Генерал ставил общие задачи, а Яков за каждым его словом видел огромную работу, которая всей тяжестью ляжет на плечи заместителя коменданта участка. Это не пугало его, хотя он прекрасно понимал, что значит обеспечить заставы всем необходимым. Стычки с контрабандистами уже давно вошли в его жизнь, стали неотъемлемой ее частью. Не страшил и перевод застав на частичное самообслуживание. Опыт, накопленный за время работы председателем поселкового Совета, давал ему полное право заявить, что и с этим делом он справится. Тревожило другое — сможет ли он обучать новичков?

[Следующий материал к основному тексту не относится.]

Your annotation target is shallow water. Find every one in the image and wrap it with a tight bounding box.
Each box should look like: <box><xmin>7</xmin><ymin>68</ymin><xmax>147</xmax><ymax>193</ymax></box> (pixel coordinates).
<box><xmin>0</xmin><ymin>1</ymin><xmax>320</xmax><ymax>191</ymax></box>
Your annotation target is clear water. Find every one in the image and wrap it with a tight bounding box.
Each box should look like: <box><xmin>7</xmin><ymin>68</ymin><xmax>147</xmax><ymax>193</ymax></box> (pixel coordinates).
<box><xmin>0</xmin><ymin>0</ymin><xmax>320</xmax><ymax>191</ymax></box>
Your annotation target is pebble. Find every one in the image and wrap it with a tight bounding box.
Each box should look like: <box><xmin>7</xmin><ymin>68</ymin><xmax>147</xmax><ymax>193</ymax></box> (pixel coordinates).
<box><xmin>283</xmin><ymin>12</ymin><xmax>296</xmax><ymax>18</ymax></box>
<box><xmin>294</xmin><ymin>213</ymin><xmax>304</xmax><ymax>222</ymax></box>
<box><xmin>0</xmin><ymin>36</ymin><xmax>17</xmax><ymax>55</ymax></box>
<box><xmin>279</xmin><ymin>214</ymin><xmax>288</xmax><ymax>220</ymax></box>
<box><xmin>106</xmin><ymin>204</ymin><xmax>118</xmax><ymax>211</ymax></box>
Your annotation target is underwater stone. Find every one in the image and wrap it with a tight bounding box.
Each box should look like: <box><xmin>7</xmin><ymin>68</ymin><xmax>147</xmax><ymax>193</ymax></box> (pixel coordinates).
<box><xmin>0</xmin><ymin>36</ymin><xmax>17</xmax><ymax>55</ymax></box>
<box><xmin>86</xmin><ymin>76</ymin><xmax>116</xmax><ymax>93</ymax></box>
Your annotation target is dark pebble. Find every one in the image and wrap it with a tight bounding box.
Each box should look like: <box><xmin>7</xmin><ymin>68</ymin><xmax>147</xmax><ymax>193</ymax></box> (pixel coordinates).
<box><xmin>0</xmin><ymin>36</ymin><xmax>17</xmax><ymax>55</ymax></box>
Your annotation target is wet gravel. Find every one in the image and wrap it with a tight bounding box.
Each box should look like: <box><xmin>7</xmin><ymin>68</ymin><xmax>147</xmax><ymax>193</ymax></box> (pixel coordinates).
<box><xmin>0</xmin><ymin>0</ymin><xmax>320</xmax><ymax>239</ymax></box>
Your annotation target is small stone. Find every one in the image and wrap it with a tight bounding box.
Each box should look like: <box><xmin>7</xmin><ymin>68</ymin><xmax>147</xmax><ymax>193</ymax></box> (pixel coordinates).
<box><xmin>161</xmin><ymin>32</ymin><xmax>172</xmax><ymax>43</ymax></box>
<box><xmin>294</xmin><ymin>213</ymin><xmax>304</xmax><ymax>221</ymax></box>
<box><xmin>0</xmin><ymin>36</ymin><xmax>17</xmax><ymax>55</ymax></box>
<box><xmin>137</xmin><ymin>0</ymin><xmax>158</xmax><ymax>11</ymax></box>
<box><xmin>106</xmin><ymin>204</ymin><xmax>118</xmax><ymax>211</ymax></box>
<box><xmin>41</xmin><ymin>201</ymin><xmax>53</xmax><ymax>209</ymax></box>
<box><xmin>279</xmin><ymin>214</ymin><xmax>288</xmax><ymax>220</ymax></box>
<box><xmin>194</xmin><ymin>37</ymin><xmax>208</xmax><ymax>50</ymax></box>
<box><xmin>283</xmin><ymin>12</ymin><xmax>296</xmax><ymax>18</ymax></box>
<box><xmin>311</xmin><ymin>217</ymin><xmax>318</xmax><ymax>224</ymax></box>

Нужны специальные военные знания, а у него их не так много.
«Что ж, придется самому учиться у Логунова, у начальников застав», — подумал Яков.
— Дело вам доверяется большое, Кайманов, — сказал генерал, выходя из-за стола. — Пограничникам и в мирное время приходилось мало спать, а теперь тем более спать будете вполглаза. Надеюсь, трудности вас не испугают. И вот еще что. Получен приказ о присвоении вам командного звания старший лейтенант, с чем и поздравляю.
Взволнованный вышел Кайманов от генерала. Сразу поехал домой. Сообщил Ольге о своем новом назначении. Под вечер пешком отправился в комендатуру.
Вот и знакомое одноэтажное здание. У входа Якова встретил Логунов, как всегда, подтянутый, быстрый в движениях, только больше обычного озабоченный. На петлицах гимнастерки по две «шпалы» — майор. «Значит, как и Федору, присвоили очередное звание, одновременно с назначением на новую должность».
— Салям, Яков Григорьевич. Поздравляю. Очень рад, что будем работать вместе. — Приветствовал его Логунов. — С чего думаете начать?
— Поеду по заставам, товарищ майор, познакомлюсь с людьми. На завтра думаю созвать совещание руководителей бригад содействия. На них теперь ляжет особенно большая нагрузка.
— Ну что ж, решение правильное. Действуйте. А сейчас едем в НКВД. Просят помочь допросить Шарапхана. Нужен переводчик. Бандит не признает даже то, что он — Шарапхан.
— Шарапхан?..
Яков почувствовал, как в висках застучала кровь. Все, что долгие годы было связано с этим именем, что выстрадал он, что запомнил с детства, вновь поднялось в нем лютой ненавистью к заклятому врагу. Он затянул поясной ремень, надвинул на глаза козырек фуражки, приказал дежурному на завтра вызвать руководителей бригад содействия, пригласить Амангельды, Аликпера, Барата, Балакеши.
Спустя некоторое время Логунов и Кайманов уже входили в серое здание НКВД. Когда шли по коридору, Якову вспомнилось, что именно здесь он навсегда простился с Василием Фомичом Лозовым. Перед его глазами будто снова промелькнула тяжкая сцена прощания.
В городе ходили слухи, что в управлении НКВД за последнее время проведена реорганизация: наиболее «ретивые» сотрудники, допрашивавшие арестованных «с пристрастием», уволены. И все же в глубине души у нового заместителя коменданта погранучастка оставалось чувство настороженности. Невозможно было забыть то, что произошло с Лозовым.
Вошли в один из многочисленных кабинетов. За столом капитан. Тут же следователь комендатуры Сарматский. Ближе к двери, на табуретке, сидел человек могучего телосложения, с лысым теменем, крючковатым носом, круглыми, как у беркута, глазами. Его коричневое от загара лицо с жесткими складками рта было изрыто оспой. Тяжелым взглядом из-подо лба встретил он вошедших.
Поздоровавшись с Сарматским и оперативником, Яков остановился перед Шарапханом, некоторое время смотрел на него, собирая всю свою волю, чтобы не дать прорваться душившей его ненависти, потом произнес по-курдски:
— Правду сказал Каип Ияс, что ты труслив, как шакал.
Шарапхан окинул его изучающим взглядом, промолчал.